Zat One lines up all the new ma stones in a half-circle and then he begins to say everything all over again and then he’s building fie like he always does, but these People have a lot more stuff on their beach to do it with, not only dry seaweed, but a lot of washed-up land stuff, too. Zat One takes all the stuff they have and makes a big circle of fie near the ma stones he stuck into the sand. It’s the biggest fie I ever saw and I think maybe this fie really is something even though it has no usefulness and is even hotter than all the others.
Sweet Red is still sitting, stuck to the bowawa. She’s in the shade of the hauwa that’s on the bowawa, so she isn’t wearing her hauwa. Those hauwas are in the bottom of the bowawa. By now all the People are gathered around Zat One and are looking at the ma stones and at the fie. I swim over behind the bowawa and take Sweet Red’s hauwa out. I take that one because it has more flowers on it than mine.

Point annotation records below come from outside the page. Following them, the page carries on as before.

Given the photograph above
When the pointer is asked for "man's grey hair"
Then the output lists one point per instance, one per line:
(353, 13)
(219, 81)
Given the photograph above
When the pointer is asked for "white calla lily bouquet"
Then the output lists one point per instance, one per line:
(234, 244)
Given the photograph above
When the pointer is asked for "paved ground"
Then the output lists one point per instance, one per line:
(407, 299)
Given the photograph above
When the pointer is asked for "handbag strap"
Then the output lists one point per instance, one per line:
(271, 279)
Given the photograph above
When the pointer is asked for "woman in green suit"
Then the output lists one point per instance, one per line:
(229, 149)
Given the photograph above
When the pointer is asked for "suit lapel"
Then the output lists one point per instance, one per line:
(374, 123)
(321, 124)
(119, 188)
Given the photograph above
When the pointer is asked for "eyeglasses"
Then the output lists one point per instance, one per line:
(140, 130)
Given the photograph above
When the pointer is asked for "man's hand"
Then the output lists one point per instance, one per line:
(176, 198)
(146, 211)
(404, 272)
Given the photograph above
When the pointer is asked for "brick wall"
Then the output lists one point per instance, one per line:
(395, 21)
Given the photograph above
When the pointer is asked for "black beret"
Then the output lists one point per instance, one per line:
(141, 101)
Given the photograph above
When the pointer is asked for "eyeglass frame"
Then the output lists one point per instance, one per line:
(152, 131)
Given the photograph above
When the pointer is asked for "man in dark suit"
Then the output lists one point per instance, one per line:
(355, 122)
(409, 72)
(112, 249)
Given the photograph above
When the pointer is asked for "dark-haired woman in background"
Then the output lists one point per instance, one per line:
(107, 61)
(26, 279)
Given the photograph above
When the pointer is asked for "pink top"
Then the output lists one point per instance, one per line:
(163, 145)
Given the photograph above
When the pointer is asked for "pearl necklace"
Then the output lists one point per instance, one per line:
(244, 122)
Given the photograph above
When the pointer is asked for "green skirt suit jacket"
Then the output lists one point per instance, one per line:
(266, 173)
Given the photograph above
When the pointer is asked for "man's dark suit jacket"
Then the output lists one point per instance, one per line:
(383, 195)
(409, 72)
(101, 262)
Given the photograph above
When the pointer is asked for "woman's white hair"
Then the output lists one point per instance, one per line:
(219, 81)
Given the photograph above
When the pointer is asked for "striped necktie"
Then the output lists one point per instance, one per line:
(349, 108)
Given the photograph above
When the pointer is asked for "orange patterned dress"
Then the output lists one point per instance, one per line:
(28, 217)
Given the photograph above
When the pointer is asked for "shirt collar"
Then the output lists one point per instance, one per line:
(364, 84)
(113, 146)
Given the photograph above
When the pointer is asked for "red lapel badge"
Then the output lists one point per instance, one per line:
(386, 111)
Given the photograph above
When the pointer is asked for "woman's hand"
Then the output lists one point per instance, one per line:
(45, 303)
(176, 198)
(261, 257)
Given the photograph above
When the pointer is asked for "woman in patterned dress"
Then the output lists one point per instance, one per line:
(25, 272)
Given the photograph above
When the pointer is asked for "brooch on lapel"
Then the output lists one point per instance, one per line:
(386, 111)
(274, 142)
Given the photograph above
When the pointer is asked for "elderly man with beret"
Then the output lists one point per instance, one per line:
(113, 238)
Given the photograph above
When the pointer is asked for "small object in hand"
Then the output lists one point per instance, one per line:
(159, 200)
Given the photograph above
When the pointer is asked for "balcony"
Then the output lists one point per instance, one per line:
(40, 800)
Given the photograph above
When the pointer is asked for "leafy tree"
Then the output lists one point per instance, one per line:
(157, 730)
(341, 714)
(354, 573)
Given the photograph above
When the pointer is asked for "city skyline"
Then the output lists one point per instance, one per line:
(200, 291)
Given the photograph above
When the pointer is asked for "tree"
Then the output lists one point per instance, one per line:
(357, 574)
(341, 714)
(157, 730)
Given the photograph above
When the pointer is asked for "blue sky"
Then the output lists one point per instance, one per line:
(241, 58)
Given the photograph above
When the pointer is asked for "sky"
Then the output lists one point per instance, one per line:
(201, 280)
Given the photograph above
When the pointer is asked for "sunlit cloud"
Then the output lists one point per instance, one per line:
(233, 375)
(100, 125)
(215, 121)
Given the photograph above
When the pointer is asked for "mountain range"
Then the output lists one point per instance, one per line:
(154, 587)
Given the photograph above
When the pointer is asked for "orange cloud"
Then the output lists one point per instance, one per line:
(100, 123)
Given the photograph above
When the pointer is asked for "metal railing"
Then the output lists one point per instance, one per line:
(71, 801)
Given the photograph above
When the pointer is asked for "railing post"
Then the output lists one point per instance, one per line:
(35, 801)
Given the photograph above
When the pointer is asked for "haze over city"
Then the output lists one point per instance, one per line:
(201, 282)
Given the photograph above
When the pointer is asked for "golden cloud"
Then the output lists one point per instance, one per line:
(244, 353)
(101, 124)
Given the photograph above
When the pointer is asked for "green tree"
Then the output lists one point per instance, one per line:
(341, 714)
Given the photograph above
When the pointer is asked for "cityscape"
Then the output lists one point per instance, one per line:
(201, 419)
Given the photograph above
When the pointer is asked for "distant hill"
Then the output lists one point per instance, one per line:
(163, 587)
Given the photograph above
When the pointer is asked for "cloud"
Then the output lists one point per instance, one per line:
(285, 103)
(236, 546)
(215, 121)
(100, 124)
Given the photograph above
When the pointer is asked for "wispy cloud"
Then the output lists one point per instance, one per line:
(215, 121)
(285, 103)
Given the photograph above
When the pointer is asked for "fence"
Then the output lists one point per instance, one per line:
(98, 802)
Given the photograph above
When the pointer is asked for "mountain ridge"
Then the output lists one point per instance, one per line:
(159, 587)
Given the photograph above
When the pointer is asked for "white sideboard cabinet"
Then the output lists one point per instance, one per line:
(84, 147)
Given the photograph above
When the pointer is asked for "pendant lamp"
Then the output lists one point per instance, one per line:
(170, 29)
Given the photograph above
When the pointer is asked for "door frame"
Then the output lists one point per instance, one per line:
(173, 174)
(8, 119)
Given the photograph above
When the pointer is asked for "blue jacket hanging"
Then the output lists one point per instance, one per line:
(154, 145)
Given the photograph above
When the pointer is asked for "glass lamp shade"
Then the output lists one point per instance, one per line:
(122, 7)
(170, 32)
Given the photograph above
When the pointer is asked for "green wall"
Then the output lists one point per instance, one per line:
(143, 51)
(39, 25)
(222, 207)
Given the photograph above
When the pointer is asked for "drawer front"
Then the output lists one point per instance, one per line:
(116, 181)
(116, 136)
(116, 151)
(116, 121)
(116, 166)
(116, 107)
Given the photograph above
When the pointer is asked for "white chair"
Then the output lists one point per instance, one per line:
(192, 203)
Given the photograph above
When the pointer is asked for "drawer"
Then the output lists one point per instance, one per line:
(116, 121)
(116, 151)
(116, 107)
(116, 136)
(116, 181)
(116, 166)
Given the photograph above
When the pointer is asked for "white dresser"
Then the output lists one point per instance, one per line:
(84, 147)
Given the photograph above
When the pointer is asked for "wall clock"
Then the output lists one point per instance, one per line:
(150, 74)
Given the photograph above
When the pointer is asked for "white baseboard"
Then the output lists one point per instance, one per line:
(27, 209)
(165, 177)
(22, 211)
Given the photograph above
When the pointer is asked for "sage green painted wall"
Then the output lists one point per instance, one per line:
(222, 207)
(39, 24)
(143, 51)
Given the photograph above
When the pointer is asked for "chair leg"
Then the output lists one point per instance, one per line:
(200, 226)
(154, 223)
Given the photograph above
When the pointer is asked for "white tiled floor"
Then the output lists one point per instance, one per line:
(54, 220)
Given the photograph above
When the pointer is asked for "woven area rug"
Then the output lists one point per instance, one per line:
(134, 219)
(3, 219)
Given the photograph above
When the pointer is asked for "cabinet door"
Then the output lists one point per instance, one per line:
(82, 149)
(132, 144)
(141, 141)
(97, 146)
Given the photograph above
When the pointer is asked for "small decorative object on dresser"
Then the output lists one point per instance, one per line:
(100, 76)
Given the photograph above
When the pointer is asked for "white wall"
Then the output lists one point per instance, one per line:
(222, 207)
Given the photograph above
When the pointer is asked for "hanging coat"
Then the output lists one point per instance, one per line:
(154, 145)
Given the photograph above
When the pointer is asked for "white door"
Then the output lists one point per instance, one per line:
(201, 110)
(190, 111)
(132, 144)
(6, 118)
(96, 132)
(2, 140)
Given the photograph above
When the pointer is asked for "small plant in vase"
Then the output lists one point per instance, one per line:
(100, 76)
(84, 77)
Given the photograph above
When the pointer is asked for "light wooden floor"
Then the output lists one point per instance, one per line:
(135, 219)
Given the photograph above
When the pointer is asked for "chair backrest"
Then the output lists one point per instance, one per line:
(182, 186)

I go out a ways, put it on, and then come ashore, standing up and walking through the surf.
I am beautiful. Sweet Red is not yet as beautiful as I am, though she’ll be even more so, but now I’m the most beautiful one I know of. My hair hangs down and is whitened
by the sun, and I know it shines. I walk in a way I’ve never seen anybody walk before. I don’t know why I even thought of it. I keep my arms up and out as wide as the hauwa, which is very wide. I walk slowly, and I come to the edge of the half-circle of fie and half-circle of ma stones. I’m the big one of all these mas. I even surprise Zat One. He’s backing up. He’s not sure if this is a good thing or a bad thing, and, even though he saw the hauwa before and knew it was covered with yellow and some red, too, his eyes get as if he never saw such a thing as me in my hauwa coming up out of the sea, walking in this special way. And those People…. They don’t know what to do either. They back up like Zat One does. Fie didn’t make them do it and not the ma stones, but I, with my hauwa, did it. I know what they think, too, with all this yellow and this big round thing on my head. They think I’m the ma that peeks out from behind the sun.
I haven’t thought about what to do next, but I already know that water can stop fie and I’m wet and so is the hauwa. This is a big fie, so I’m not sure, but I walk into it and don’t think if it hurts or not. I stand on one part and drip there and make that part go away. This is right. This is water over land things and even over the cruel sun.